Виктория Робертовна оглянулась через левое плечо – не подслушивает ли кто? Сзади никого не было, и она продолжила, вновь устремив взор на убегающие тени.

– Миленький у нас на заводе недолго работал, месяц или около того. Но рубился – будь здоров. Он просто жил на работе. Эскизов и проектов наделал столько, что нынешние оформители только диву даются. Предприятие-то, скажем откровенно, убыточное было. А как по проектам Миленького работать начали, все изменилось. Продукция на складе залеживаться перестала, заказы какие-то пошли. Сам Миленький, конечно, всего этого не увидел, его уволили до того, как завод прибыль давать стал. Какое-то время он с женой жил, за всякие подработки хватался, а потом плюнул – и покатился. Жена сначала терпела, но Миленький пил не просыхая, начал из дома таскать… Короче, выгнала она его…

– У него жена была?

– Ну как – жена… Нерасписанные они были, как оказалось. Приехали вместе из Москвы, она сначала приемщицей на завод устроилась, потом как-то быстро до секретаря директорского дослужилась. Тамара Александровна вообще умная женщина, недаром ее Маховиков в горисполком за собой перетащил. И даже женился.

– Чего? – опешила Таська. – Получается, что ваш глава у Миленького жену отбил?

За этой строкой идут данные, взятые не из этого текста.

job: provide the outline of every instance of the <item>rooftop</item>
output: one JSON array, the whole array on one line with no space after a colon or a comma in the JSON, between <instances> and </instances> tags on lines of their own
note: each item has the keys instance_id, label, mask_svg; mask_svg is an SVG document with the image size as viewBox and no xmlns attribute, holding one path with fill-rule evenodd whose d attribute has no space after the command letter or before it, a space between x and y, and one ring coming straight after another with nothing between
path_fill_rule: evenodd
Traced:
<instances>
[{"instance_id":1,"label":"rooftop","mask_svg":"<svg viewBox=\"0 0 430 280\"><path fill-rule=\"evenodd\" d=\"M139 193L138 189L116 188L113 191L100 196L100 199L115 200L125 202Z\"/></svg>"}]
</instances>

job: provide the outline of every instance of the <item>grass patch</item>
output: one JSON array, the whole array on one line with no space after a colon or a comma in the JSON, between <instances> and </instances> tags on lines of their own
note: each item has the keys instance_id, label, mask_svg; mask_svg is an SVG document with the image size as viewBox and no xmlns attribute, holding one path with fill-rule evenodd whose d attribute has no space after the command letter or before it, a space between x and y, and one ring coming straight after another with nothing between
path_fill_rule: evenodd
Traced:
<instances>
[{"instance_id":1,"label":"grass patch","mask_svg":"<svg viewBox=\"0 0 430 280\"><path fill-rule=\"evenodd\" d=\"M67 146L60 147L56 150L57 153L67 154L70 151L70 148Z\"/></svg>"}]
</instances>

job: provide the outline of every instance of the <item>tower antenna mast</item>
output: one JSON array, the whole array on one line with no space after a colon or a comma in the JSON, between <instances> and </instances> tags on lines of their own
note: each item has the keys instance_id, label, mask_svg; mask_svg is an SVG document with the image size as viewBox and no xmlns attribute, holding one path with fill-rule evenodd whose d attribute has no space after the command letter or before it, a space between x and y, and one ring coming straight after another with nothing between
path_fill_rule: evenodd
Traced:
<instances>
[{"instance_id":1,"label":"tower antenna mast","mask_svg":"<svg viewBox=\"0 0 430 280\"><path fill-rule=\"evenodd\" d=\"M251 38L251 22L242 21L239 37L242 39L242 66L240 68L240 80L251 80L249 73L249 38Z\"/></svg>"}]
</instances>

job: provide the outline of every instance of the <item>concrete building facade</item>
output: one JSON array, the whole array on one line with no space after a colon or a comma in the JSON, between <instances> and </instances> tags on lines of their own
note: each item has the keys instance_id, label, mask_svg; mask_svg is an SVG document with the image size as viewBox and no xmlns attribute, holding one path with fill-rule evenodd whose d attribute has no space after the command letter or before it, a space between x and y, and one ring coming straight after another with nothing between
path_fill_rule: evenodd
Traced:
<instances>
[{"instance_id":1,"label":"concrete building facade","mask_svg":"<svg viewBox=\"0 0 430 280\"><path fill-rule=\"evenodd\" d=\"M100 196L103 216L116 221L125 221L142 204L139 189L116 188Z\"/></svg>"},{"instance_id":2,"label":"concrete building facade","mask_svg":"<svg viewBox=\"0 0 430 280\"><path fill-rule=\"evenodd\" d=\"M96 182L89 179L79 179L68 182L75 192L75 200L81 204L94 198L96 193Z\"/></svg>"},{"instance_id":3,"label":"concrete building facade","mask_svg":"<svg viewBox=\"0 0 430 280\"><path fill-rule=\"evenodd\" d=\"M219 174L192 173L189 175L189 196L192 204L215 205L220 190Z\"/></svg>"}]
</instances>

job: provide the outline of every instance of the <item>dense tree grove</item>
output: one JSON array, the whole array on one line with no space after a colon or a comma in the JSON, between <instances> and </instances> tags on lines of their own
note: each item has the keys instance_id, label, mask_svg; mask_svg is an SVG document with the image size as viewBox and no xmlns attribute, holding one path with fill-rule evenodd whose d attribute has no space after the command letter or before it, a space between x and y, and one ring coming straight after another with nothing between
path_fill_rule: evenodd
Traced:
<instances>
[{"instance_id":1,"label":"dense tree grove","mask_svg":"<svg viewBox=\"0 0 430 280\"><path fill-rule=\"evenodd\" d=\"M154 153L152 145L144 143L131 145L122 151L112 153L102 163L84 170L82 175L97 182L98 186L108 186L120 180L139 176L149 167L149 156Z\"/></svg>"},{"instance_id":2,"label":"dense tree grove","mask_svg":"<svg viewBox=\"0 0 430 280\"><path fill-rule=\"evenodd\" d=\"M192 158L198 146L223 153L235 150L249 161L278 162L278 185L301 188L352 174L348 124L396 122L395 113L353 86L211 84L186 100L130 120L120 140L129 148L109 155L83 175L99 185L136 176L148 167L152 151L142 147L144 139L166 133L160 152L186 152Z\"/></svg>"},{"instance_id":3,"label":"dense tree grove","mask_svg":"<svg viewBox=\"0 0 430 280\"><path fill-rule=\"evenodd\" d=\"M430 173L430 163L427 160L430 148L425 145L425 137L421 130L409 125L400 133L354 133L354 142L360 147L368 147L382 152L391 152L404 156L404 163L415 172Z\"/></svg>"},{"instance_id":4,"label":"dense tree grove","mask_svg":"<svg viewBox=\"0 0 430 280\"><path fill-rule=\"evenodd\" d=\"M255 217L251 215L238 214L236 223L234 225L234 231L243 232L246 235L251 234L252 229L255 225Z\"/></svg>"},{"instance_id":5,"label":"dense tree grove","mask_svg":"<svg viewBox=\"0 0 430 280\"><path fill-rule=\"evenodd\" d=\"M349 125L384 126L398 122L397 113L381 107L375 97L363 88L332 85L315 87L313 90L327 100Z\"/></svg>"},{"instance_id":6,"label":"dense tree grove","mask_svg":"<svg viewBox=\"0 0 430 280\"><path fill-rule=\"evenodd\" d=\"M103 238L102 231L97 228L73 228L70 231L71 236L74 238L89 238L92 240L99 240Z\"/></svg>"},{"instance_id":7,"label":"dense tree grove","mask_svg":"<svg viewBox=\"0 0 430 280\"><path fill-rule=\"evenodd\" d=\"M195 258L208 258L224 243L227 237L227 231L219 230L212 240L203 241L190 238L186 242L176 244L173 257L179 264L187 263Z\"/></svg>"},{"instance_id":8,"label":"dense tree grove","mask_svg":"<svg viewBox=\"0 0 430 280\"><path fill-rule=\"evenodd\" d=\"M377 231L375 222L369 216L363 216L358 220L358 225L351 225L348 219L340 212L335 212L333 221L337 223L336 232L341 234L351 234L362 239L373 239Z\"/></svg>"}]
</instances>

– Не совсем. Я же говорю – Миленький с Тамарой расписаны не были. Она, сколько могла, тянула его на себе, а как невмоготу стало – ушла к Маховикову. Миленький после этого еще быстрее покатился, вот и попал в конце концов на свалку. Иван Иванович, конечно, шефство над ним взял, Миленький у нас теперь вроде городского сумасшедшего.

– Я заметила.

– Сначала к нему так и относились. Но как он собрал первую свою фотосамоделку, сразу проблемы и начались. Он ведь такой проныра оказался – и в примерочную кабинку заглянет, и в женское отделение, на диком пляже он буквально под каждым кустом! Конечно, его и били, и даже убивали, да только пьяных, видимо, и впрямь бог хранит. Все знали, что он фотографии потом печатает и у себя в будке вывешивает. Я как-то «Голос Америки» слушала, так оказалось, эти фотографии за границу попали контрабандными путями, и все там прямо изнемогают, продают за бешеные деньги. Вы их видели?

– Видела.

– Мне тоже довелось. На мой взгляд – безвкусица, китч. У них там, за бугром, не могут отличить подлинный авангард от подделки. Думаю, там и эти уцелевшие работы никто не оценил бы.

Таська тяжело вздохнула. Отчего-то ей тоже так начало казаться.

– Знаете, мне кажется, я понимаю, почему он начал заниматься фотографией, – сказала вдруг Виктория Робертовна.

– Почему?

– Да пропил талант, вот и все. Никто его не видел ни с карандашом, ни с красками. Он даже не лепит ничего, только фотографирует.

– Талант нельзя пропить, – неуверенно сказала Таська. Она прекрасно помнила, как выражался Хомяк: «Мастерство не пропьешь».

– Да сколько раз я видела, как пропивали, – горько вздохнула Виктория Робертовна. – И талант, и мастерство. Нельзя талант на полочку положить или в гардероб повесить. Это как мышцы – если лишить нагрузок, сначала одрябнут, а потом и вовсе атрофируются.